On this day in 1984, Strickland v. Washington was argued at the Supreme Court. This case considered what it meant for a criminal defendant to have the “effective assistance” of counsel, which the Court had previously ruled the Sixth Amendment required.
David Washington waived his right to a jury trial and pleaded guilty to three murders in a Florida court. The judge sentenced him to death. After unsuccessfully appealing in state courts, he took his claim that he lacked effective assistance of counsel at sentencing to federal court. He lost again in the district court, but the U.S. Court of Appeals for the Fifth Circuit reversed. The Supreme Court then granted certiorari.
At the Supreme Court, Washington’s lawyer, Richard Shapiro, argued that Washington’s defense counsel admitted that he felt helpless upon learning of his client’s murder confessions and this was why he did no independent investigation into his background. The lawyer had no “strategic or tactical choice for this this total lack of investigation,” Shapiro explained to the justices. “When his client’s life was at stake,” this lawyer “could not point … to a single shred of independent evidence that would have advised the judge of a fuller understanding of who David Washington is.”

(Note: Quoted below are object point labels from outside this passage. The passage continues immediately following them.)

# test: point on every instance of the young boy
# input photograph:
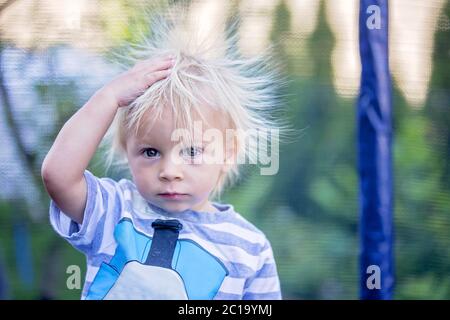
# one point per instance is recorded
(159, 235)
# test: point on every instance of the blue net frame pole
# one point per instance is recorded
(374, 122)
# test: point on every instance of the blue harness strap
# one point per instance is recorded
(164, 241)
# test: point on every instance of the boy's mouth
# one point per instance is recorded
(172, 195)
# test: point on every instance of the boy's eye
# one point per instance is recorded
(150, 152)
(191, 152)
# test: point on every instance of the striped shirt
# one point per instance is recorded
(242, 249)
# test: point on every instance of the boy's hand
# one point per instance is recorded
(127, 86)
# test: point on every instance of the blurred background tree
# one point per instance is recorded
(309, 209)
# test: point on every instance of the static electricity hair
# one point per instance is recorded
(209, 72)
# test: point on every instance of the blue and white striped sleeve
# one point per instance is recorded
(264, 284)
(103, 206)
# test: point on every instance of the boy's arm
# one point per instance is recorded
(63, 168)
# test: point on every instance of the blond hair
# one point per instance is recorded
(244, 89)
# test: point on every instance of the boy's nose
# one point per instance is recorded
(170, 171)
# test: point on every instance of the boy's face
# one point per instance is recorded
(169, 175)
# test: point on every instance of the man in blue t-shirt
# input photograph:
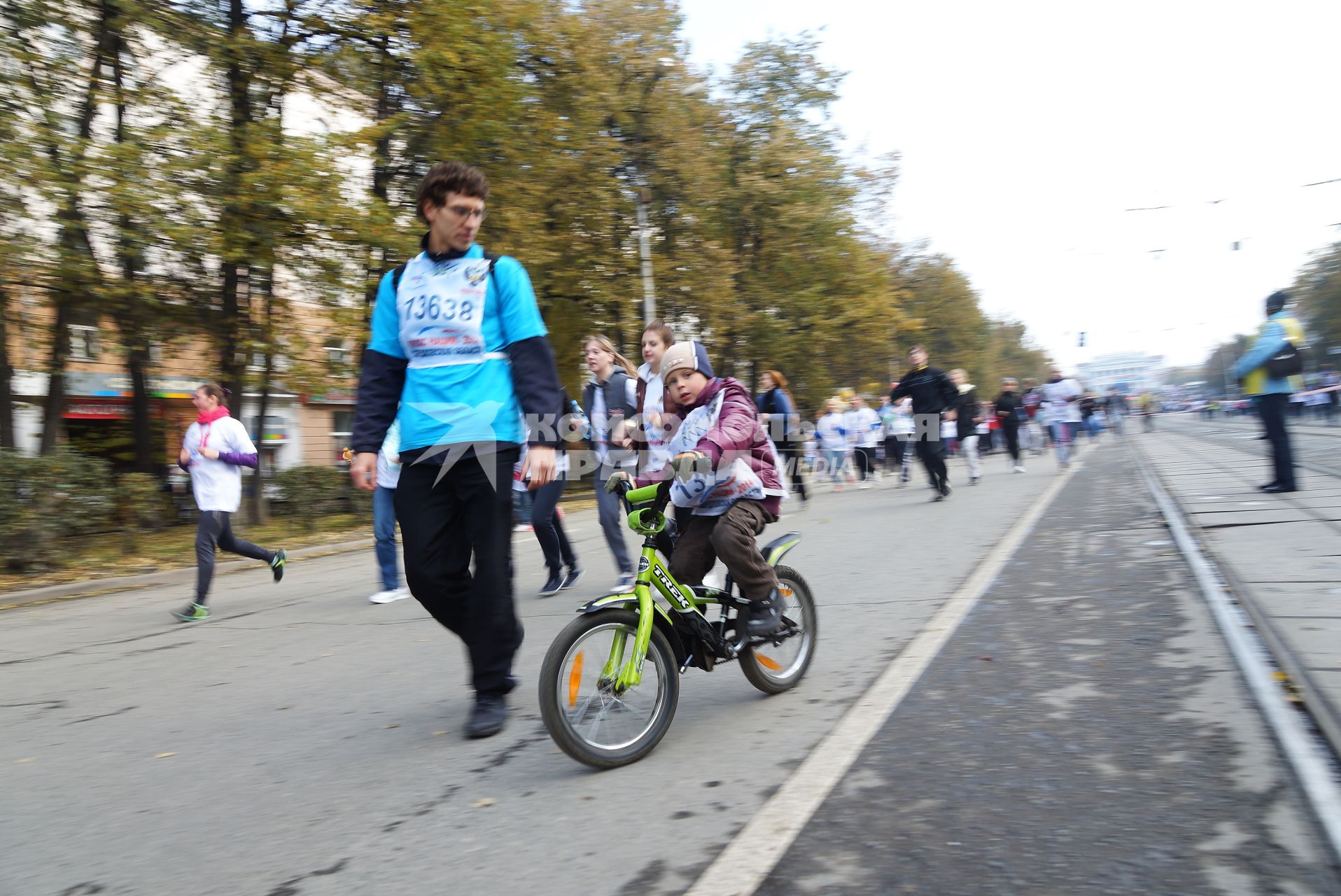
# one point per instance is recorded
(458, 354)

If Washington’s lawyer had conducted a proper investigation, Shapiro argued, he would have discovered psychiatric and psychological evidence showing “child abuse, deprivation, and neglect as a youth.” When “combined with the extraordinary pressures that were placed on Mr. Washington at the time of the crimes,” this “led to the severe mental and emotional distress which resulted in his breakdown during that period of time” when the murders took place. A skeptical Justice Rehnquist asked whether a jury would really “buy that.” The defense counsel had failed to present supporting facts, Shapiro responded, and that had the potential to “make the difference.”

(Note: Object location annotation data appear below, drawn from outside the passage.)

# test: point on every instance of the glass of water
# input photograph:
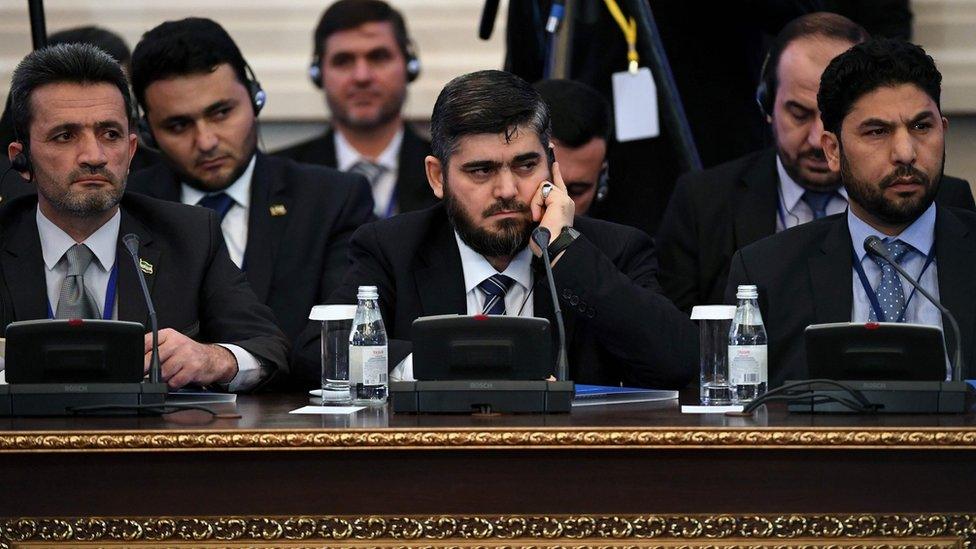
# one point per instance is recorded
(714, 322)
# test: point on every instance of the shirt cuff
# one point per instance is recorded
(250, 371)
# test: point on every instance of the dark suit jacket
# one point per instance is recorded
(295, 260)
(619, 327)
(805, 277)
(715, 212)
(413, 191)
(194, 285)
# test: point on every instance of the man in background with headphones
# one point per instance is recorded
(287, 225)
(715, 212)
(580, 133)
(363, 60)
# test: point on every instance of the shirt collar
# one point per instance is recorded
(791, 191)
(239, 190)
(55, 242)
(919, 235)
(346, 155)
(476, 268)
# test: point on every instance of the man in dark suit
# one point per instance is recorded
(885, 135)
(287, 225)
(62, 253)
(363, 60)
(715, 212)
(471, 254)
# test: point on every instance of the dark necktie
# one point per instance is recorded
(818, 202)
(890, 294)
(218, 202)
(494, 287)
(74, 300)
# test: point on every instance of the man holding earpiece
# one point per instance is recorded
(363, 60)
(715, 212)
(287, 225)
(471, 254)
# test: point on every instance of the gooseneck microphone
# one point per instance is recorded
(541, 236)
(874, 246)
(131, 242)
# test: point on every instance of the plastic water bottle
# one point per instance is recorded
(368, 373)
(748, 371)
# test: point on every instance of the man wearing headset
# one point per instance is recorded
(363, 60)
(715, 212)
(287, 225)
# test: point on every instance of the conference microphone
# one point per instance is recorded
(541, 236)
(131, 242)
(874, 246)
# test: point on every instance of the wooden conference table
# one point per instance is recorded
(630, 475)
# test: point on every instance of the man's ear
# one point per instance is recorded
(435, 175)
(830, 144)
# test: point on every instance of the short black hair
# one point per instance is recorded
(486, 102)
(822, 24)
(194, 45)
(349, 14)
(104, 39)
(874, 64)
(73, 63)
(579, 113)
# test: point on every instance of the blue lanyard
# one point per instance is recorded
(110, 290)
(873, 296)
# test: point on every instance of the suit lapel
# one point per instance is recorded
(830, 275)
(23, 268)
(955, 257)
(132, 304)
(756, 204)
(264, 230)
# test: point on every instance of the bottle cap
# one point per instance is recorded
(368, 292)
(747, 291)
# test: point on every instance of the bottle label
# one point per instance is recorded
(747, 364)
(368, 365)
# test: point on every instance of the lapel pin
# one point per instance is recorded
(145, 266)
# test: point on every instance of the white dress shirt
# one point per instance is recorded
(791, 210)
(234, 224)
(385, 184)
(518, 298)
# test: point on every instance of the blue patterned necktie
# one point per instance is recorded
(818, 202)
(494, 287)
(218, 202)
(891, 295)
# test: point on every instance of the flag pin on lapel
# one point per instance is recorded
(145, 266)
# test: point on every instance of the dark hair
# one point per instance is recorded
(482, 102)
(579, 113)
(74, 63)
(877, 63)
(823, 24)
(194, 45)
(349, 14)
(103, 39)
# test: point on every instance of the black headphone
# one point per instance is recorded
(413, 65)
(254, 90)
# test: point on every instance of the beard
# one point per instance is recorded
(83, 204)
(509, 238)
(871, 196)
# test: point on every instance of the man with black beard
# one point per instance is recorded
(885, 134)
(471, 254)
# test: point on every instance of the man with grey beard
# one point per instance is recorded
(62, 254)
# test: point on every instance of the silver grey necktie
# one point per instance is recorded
(75, 301)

Shapiro argued that the Sixth Amendment demanded a test for the adequacy of counsel that was focused on the “impairment of the defense,” rather than the outcome of the case. An outcome determinative test, he argued, “assumes the defendant could have a fair trial with incompetent counsel.” A defense “counsel laboring under a sense of hopelessness,” as Washington’s lawyer was, “ is not the zealous advocate that the Constitution requires and that the sacred professional trust of an attorney requires.” Chief Justice Burger worried that such a standard would “eliminat[e] perhaps two thirds of all the criminal cases that come to trial, at least half.”
Attorney Carolyn Snurkowski argued on behalf of Charles Strickland, the superintendent of Florida state prisons. She laid the blame for the outcome of the trial squarely on Washington. He had acted contrary to the advice of his lawyer by confessing, pleading guilty, and waiving sentencing proceedings. She derisively summarized Washington’s position: “Although I pled guilty, I have no complaints about [my lawyer’s] preparation for trial, although I cut him off at the knees with regard to presenting my case to a jury or to a judge, he was ineffective at the sentencing phase because he did not do certain things.” Snurkowski argued that Washington failed to make a specific allegation about his lawyer’s competency and that he failed to demonstrate that the alleged incompetence led to prejudice or changed the outcome of the case.

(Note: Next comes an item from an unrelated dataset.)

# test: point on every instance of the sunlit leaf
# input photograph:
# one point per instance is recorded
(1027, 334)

On May 14, 1984, the Court ruled, by an 8-1 vote, against Washington. (Justice Marshall dissented.) In her majority opinion, Justice O’Connor held that a court should only find a Sixth Amendment violation for ineffective assistance of counsel in cases where (a) the lawyer’s performance was deficient, meaning that the lawyer failed to meet an “objective standard of reasonableness”; and (b) the deficient performance prejudiced the defense enough to deprive the defendant of a fair trial, which requires that the defendant shows a “reasonable probability” that the result would have been different if the attorney had not erred. The Court found that Washington failed to meet this demanding standard. He would be executed two months later.